The pagecount value records the number of pages in the article. Standard BibTeX styles do not recognize that field, so its value would normally be ignored. Neverthess, the Utah archives record it in thousands of entries in more than 100 different bibliography files.

In 2007, the ACM began a publish-on-acceptance model for some of its journals, but chose a different approach than that of the physics publishers. Each ACM article has its own page range, but that range always starts with 1, and the article is assigned a sequential number within the issue. We then have BibTeX data that might look like this:

  pages =        "1--25",
  articleno =    "17",

However, that format now means that page numbers overlap, and page-gap checks for missing articles are no longer possible. After discussion with ACM journal production staff, the new ACM styles developed by this author and others instead use this encoding of the data:

  pages =        "17:1--17:25",
  articleno =    "17",
  numpages =     "25"

The article number can optionally appear in both parts of the page range, separated by a colon from the page range. If it does, then all previous bibliography style files will automatically include the article number in the output. If it does not, the new ACM styles use the articleno and numpages values to reconstruct a range. Depending on the style, the reference list output could then look like any of these:

... , J. ACM 53, 6, 978--1012 (Nov. 2006).            % traditional style

... , J. ACM 54, 3, Article 11 (June 2007), 38 pages. % new style

... , J. ACM 54, 3, 11:1--11:38 (June 2007).          % alternate traditional style

Here is what this author wrote in his documentation of the new styles:

The ACM Transactions and ACM plain bibliography styles use numpages if provided, but can also produce its value from pages values of the forms 1--37 and 17:1--17:37. The condition for extracting the page count from those ranges is that the first page number must be 1, and in the second case, that the same article number is prefixed to starting and ending pages. The range parsing is simplistic: the field is expected to contain exactly two or exactly four numbers, separated by nondigit characters. Thus, 17/1--17/37 and 17(1)--17(37) are also recognized, although the latter produces a warning about unexpected text following the final page number.

There is therefore no particular need to introduce the new field name numpages for the new ACM styles, and this author recommends that it be withdrawn in order to keep the database files usable with all existing bibliography styles.

Similarly, the articleno field is also extraneous, and could be withdrawn, because the ACM styles can extract it from the four-number page range.

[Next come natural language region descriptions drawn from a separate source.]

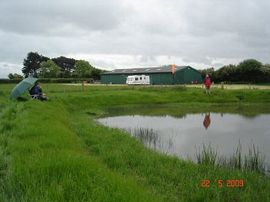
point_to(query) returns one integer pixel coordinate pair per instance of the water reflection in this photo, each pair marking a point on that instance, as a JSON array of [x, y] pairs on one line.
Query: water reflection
[[207, 120], [181, 135], [151, 139]]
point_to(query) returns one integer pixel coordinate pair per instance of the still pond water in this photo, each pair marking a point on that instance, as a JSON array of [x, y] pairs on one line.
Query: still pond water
[[185, 135]]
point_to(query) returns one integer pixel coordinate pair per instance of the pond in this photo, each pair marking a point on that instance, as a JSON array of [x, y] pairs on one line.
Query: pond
[[185, 136]]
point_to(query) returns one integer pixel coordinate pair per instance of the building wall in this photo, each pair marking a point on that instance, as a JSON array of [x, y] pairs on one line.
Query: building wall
[[184, 76]]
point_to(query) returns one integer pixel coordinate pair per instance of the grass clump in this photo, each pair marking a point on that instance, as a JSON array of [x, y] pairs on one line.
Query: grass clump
[[253, 161], [55, 150]]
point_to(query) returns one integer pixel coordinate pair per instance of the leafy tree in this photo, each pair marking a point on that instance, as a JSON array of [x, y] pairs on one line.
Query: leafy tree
[[83, 68], [66, 65], [49, 69], [32, 63]]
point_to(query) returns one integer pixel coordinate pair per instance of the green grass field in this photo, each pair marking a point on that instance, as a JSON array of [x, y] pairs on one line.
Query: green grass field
[[55, 150]]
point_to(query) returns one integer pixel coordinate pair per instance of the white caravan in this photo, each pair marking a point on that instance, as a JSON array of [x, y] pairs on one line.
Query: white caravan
[[138, 79]]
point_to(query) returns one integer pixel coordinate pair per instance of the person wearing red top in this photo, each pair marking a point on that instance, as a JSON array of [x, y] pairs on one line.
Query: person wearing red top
[[207, 83]]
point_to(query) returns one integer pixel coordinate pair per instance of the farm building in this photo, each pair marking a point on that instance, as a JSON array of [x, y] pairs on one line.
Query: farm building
[[158, 75]]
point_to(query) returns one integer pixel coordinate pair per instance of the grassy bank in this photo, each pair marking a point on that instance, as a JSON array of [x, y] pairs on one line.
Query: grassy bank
[[55, 151]]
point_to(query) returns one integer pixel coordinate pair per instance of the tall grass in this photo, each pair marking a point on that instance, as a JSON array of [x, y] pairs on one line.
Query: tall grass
[[253, 161]]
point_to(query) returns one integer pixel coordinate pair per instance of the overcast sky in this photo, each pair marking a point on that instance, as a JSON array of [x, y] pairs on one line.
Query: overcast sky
[[135, 33]]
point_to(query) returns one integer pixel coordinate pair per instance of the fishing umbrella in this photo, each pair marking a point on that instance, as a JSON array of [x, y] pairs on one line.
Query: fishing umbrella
[[21, 87]]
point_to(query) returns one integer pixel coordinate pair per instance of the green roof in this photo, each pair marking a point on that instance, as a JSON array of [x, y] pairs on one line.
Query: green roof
[[162, 69]]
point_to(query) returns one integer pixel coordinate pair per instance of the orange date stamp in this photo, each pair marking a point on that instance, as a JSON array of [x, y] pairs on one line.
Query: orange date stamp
[[232, 183]]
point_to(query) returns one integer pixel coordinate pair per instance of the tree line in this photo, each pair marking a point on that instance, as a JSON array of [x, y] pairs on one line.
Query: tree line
[[247, 71], [61, 67]]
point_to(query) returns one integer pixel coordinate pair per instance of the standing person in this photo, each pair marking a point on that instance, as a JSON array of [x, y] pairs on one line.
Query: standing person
[[207, 120], [207, 83]]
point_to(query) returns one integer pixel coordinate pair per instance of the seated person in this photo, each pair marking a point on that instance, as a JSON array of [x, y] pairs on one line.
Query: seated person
[[36, 92]]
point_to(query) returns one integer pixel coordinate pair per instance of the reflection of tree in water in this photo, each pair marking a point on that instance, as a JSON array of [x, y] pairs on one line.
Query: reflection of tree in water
[[151, 139]]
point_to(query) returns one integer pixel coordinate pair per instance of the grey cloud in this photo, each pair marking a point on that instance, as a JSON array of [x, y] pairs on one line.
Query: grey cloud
[[52, 17]]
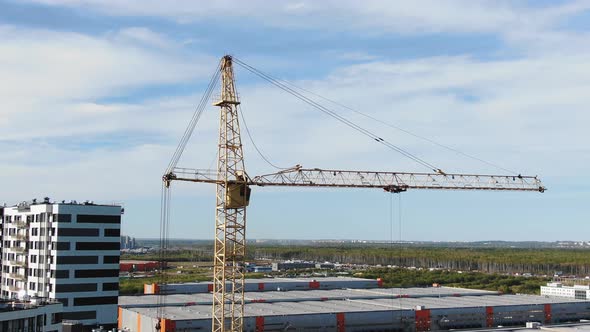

Those new styles typeset the new article pagination in the form Article 17, 37 pages, whereas existing styles typeset it in the traditional form 17:1--17:37.

As more journals move to online publication, we may expect to see further variations in article page numbering. If hundreds of existing BibTeX bibliography styles are to be kept stable and unchanged, then bibliographers should always prefer page ranges of the form 17:1--17:25. The many bibliography files for ACM journals in the archives adopt that practice, but supply articleno values, and omit numpages data.

The day, month, and year fields

As we noted earlier in the description of standard BibTeX abbreviations , for consistency, convenience, and ease of translation to other languages than English, month values are normally abbreviated to three-letter lowercase prefixes, jan, feb, ..., sep, oct, nov, and dec. If an issue is assigned to a range of months, then one can use BibTeX string concatenation , like this:

  month =        jan # "--" # mar,
  month =        oct # "\slash " # dec,

Regrettably, some article databases fail to record month data, even though such values are commonly assigned to journals and magazines. Two of the leading databases for mathematical publications have that serious flaw.

It cannot be assumed that month values are merely synonyms for issue numbers. While that is true for many journals, it is not true for all. The Smithsonian begins new monthly volumes in April, so issue number 1 corresponds to that month, not to January. For magazines, the issue month and year may be prominently displayed on the cover and spine, while the volume and issue number are hidden inside the issue front matter, often in tiny text in a footnote.

Year values should almost always be a four-digit number, but rarely, such as for a multivolume work issued over several years, a list of years, or a year range, might be appropriate:

  year =         "1905",

  year =         "1905--1909",

  year =         "2001 (vol. 1), 2003 (vol. 2), 2007 (vol. 3)",

However, a multi-volume work should normally be split into separate entries for each volume, so that it is possible to cite any particular volume unambiguously.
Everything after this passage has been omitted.